Research article: How doctors view their health and professional practice: An appraisal analysis of medical discourse (Susana Gallardo a, Laura Ferrari, 2010) Purpose:
to explore how Latin American doctors view their health and the professional practice in relation with their health to determine how much Latin American doctors are aware of their problems and of the causes of those problems

Main Findings
Latin American doctors were very much aware of the problems and risks involved in practicing their profession but their attitudes differ, ranging from more subjective reactions of affect to more objective positions where there is clear moral condemnation of the health systems and the working environment.

The different systems of attitude on a scale of subjectivity


Affect (most subjective)

Judgment

Appreciation (least subjective)

in all three systems negative values predominated.
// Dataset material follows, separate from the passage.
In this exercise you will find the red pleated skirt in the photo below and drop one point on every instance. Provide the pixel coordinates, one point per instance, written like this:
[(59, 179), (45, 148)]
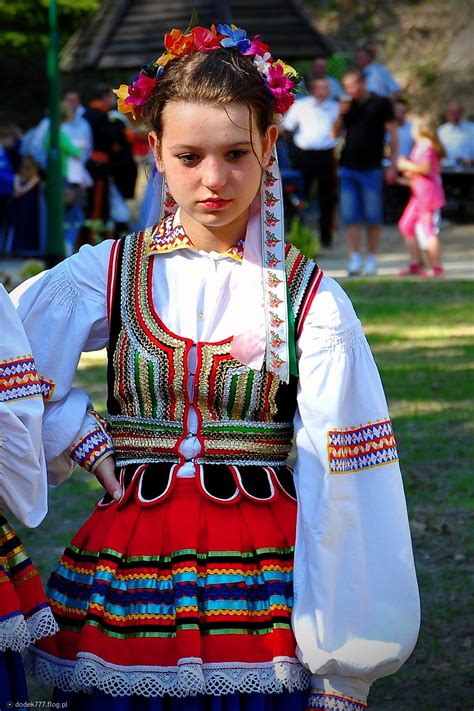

Only rarely did the doctors express happiness and satisfaction with the profession. Doctors made negative judgment of social esteem towards
neglect of their own health, social sanction in condemning, from an ethical point of view, the health care system, in general, and senior colleagues, in particular

From the point of view of engagement


When doctors regarded their work as hard and distressful, they showed a tendency to present the propositions as unproblematic But when they referred to the causes of doctors illness (which implied judgments of social esteem about themselves and their colleagues) they tended to acknowledge alternative positions

When doctors referred to the risks of their profession, they showed an assumption of solidarity at work, and the colleague reader was construed as standing with the addresser. But when the causes of the problem were at stake, and social esteem was involved, addressers, assuming the existence of alternative positions, seemed to try to persuade their audiences to promote a change inthe situation.